Microsoft Access, an Office program for database management, will be included with the other Office programs in the Office 365 Business and Business Premium plans, starting next month. This is irrelevant for many businesses that have no reason to use Access. For the rest, this is classic Microsoft: it’s good news, but it has some complicated bits.
Let’s take a minute to review how the Office programs are licensed now.
• Businesses obtain licenses to install the Office programs on Windows PCs and Macs through Microsoft’s business Office 365 services.
• Home users and individuals license the Office programs with subscriptions associated with Microsoft’s personal accounts. The personal subscriptions are not changing. More info about Microsoft business and personal accounts here.
There are three Office 365 subscriptions for small businesses.
• Office 365 Business Essentials – an Exchange mailbox
• Office 365 Business – a license to install the Office programs (Outlook, Word, Excel, Powerpoint, OneNote, Publisher)
• Office 365 Business Premium – an Exchange mailbox AND a license for the Office programs
Microsoft has made it easier to mix and match subscriptions. A business can have any combination of plans and switch licenses around as necessary. (Microsoft bills for each plan separately, which is why businesses have multiple charges from Microsoft on their credit card statements each month.)
Now add one more plan: Office 365 ProPlus is a separate and oddly expensive subscription for the same Office programs plus Access.
Until now that has meant that if an employee needed Access, the business would get (1) a Business Essentials subscription for the mailbox, plus (2) a subscription to Office 365 ProPlus.
If you’re following this (and my god, who would?), that means a monthly charge of $12.50 for an employee with Business Premium versus a charge of $17 for an employee with Business Essentials and ProPlus – exactly the same setup except for Access. That’s a healthy premium for running Access!
Starting in December, Access will be installed with the other Office programs when those are licensed with Business and Business Premium subscriptions. That has two consequences.
• Microsoft intends to install Access automatically in the background next month. Alert employees with Business and Business Premium subscriptions will suddenly find Access on their Start menu. Come to think of it, that has zero effect on any normal person. I don’t think I’ve ever seen anyone study their Start menu hoping to discover something new. Maybe there will be an announcement like the unexpected popups Microsoft has started displaying when the Office programs are updated every month. “NEW! Display color-coded rabbit emojis on Excel pivot table formula macro validation!”
• Small businesses with ProPlus subscriptions can save some money by switching to cheaper Business Premium subscriptions.
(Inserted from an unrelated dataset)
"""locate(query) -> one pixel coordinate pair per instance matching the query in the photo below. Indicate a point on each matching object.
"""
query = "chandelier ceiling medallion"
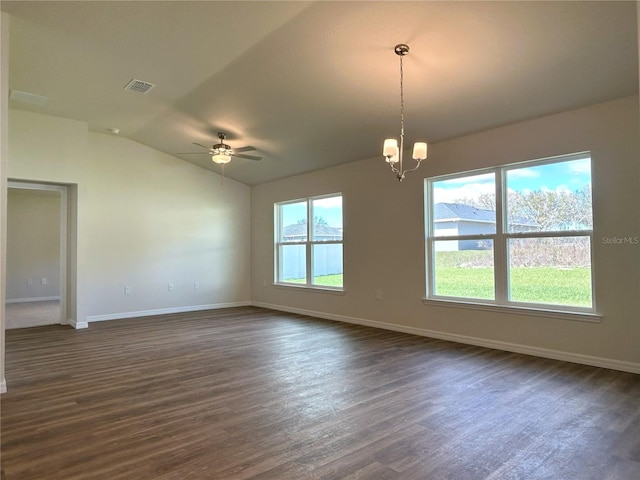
(391, 151)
But there’s a price that goes along with that: the Office programs have to be completely uninstalled from a computer tied to the ProPlus subscription, then reinstalled from the Business Premium subscription. Same employee, same programs, but Microsoft’s license whims must be satisfied. Installing the Office programs is a much smoother process than it used to be so this is not wildly time-consuming, and frequently it goes smoothly. (Not always. I’ve repaired corrupted Outlook profiles too frequently to claim it goes smoothly all the time.) The annoying part is just the idea that it’s necessary to pay me for half an hour of work to save $4.50/month.
If you’re watching Microsoft’s business evolve, the interesting thing is tucked at the end of the announcement about the changes in the plans. This is actually a continuation of Microsoft’s shift to becoming an enterprise-focused company. Microsoft doesn’t care if small businesses fuss with their subscriptions. Instead it’s hoping to convince enterprises to increase their use of Access and buy the expensive ProPlus subscriptions. Microsoft is building connectors so Access can work on data from other enterprise sources – “OData Feed, Dynamics CRM, Salesforce and Amazon Redshift,” according to Microsoft. “There are even more new data sources on the way.”
Microsoft is an enterprise-focused cloud vendor. Look at all of its announcements through that lens.